Jonathots Daily Blog
(4364)
Episode 9
Bequeathed upon the teller of a tale is a sacred trust to be accurate and truthful.
The two are not the same.
Accuracy requires dates, times, locations—yet spins the story by using the bias of the narrator.
Truth, on the other hand, is unflinching, insisting that what was everlasting be presented without coloration or commentary.
For this reason, I will not tell you the whole odyssey of our brief, five-month stay in Mobile by the Bay. I might be tempted to use accuracy to place the pieces of the occurrences in the exact position which might make you feel sorry for me – or pronounce me innocent.
I was not innocent.
I was young, arrogant, unaccustomed to being told what to do and I had too much talent to be placed in such a small vessel of possibility. The result was outbreaks of jealousy, anger, resentment and vicious rumor.
The worst part of the journey came when my middle son was hit and run by a car, and after a three-month stay in the hospital, ended up in a vegetative state, demanding constant care-giving.

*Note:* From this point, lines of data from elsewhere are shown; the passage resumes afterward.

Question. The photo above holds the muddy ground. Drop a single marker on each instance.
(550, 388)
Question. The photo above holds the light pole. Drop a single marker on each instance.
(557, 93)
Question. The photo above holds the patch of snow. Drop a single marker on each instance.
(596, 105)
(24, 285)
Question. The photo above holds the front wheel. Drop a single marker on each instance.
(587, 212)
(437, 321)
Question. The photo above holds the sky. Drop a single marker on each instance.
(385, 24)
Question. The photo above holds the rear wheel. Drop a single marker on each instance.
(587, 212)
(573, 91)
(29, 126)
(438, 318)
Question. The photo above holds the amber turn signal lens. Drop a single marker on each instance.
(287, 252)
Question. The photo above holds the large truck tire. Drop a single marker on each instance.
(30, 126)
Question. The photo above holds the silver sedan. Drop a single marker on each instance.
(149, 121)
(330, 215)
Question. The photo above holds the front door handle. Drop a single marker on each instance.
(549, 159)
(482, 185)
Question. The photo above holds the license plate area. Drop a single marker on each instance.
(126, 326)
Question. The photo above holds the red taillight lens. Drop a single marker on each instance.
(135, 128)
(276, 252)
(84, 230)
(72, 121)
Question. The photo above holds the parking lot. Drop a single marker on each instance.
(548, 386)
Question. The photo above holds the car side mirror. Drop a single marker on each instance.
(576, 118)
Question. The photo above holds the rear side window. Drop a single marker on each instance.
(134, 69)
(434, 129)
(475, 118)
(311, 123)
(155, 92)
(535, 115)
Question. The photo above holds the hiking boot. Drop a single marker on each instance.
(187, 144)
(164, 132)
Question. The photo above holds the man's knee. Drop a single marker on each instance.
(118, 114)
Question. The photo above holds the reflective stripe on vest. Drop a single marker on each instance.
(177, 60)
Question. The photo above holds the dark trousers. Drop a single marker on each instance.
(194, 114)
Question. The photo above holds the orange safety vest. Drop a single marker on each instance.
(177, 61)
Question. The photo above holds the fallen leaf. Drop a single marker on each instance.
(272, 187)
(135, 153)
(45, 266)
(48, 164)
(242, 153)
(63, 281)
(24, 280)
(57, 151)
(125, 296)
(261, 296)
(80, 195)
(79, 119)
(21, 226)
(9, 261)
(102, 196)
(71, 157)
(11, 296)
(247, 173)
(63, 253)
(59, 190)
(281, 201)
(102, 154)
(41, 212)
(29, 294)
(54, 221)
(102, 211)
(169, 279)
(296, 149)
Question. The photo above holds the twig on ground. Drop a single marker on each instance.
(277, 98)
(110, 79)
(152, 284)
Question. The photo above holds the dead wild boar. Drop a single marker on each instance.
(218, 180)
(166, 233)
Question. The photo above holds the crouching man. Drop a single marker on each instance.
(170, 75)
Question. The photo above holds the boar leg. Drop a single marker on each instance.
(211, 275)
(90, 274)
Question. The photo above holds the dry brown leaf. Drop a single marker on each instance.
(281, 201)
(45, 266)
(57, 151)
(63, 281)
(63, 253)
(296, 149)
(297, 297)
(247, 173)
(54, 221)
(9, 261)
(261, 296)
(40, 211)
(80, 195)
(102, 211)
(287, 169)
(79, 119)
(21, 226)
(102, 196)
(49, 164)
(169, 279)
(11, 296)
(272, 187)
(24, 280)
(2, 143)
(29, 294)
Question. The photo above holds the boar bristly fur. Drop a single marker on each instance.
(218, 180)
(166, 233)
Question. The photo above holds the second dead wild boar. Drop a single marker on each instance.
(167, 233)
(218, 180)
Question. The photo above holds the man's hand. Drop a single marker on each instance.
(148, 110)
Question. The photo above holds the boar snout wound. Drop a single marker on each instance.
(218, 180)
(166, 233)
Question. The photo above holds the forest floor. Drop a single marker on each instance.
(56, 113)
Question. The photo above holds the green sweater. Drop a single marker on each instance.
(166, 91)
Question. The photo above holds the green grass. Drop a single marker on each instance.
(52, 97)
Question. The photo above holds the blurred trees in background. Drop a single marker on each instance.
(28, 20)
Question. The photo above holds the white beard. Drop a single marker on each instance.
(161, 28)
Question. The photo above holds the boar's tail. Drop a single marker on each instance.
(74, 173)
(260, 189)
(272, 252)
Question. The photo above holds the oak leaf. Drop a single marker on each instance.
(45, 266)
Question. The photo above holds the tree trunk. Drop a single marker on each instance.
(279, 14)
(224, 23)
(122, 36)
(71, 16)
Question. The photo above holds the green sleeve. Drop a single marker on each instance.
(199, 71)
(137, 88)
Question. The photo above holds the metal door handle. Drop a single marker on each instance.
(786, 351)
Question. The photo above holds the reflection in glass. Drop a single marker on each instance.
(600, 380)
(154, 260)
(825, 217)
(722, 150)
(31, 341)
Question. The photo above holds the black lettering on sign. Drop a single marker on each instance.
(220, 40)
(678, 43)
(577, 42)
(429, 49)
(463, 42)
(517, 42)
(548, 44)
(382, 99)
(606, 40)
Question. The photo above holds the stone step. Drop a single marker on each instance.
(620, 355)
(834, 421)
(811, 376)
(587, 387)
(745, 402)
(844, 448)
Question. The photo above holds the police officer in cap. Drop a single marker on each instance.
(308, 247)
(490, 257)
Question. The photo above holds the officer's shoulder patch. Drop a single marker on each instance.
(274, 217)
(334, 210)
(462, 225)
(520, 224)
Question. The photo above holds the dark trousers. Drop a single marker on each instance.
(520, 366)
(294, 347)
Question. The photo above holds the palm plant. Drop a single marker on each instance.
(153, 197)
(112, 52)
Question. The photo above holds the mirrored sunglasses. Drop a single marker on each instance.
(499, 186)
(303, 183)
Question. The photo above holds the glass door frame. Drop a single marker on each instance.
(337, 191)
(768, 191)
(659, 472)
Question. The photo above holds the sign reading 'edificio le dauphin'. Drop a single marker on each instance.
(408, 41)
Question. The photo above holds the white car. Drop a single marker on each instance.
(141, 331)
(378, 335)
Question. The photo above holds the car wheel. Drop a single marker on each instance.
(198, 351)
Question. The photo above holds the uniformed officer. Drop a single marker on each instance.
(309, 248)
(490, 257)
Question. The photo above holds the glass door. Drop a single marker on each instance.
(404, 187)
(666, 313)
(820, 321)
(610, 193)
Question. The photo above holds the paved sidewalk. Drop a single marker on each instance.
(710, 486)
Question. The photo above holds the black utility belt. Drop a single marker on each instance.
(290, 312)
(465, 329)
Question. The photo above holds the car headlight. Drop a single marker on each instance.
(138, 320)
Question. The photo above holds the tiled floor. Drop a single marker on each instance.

Now, when we were able to bring Joshua home from the hospital, I was sitting in my living room one chilly October morning, having negotiated a severance deal with the church which allowed us to stay and be paid through the end of November, perched deep in thought when the phone rang.
To my astonishment, it was R. B.
Accurately, he, too, had suffered some setbacks on his quest in Minnesota for his new job. The truth I never really knew.
We told him of our predicament and he asked if he could join us, and travel with us to the next location—wherever that might be—and continue our lives in a much different framework than the optimism that permeated us upon arriving at the small church in Alabama.
I was lonely.
I was disturbed.
I was anxious for someone to hear my representation of the accuracy of our experience—without ever seeking for the truth.
I welcomed R. B.
He, too, was in need of a sounding board.
That’s what we did. For about a solid month, while I was auditioning for other positions, taking care of my son and trying to line up the dollars in my bank account like good soldiers, we commiserated and dreamed of more to come.
R. B. and I found each other over despair.
Yet how far can two crippled men travel together before they resent one another?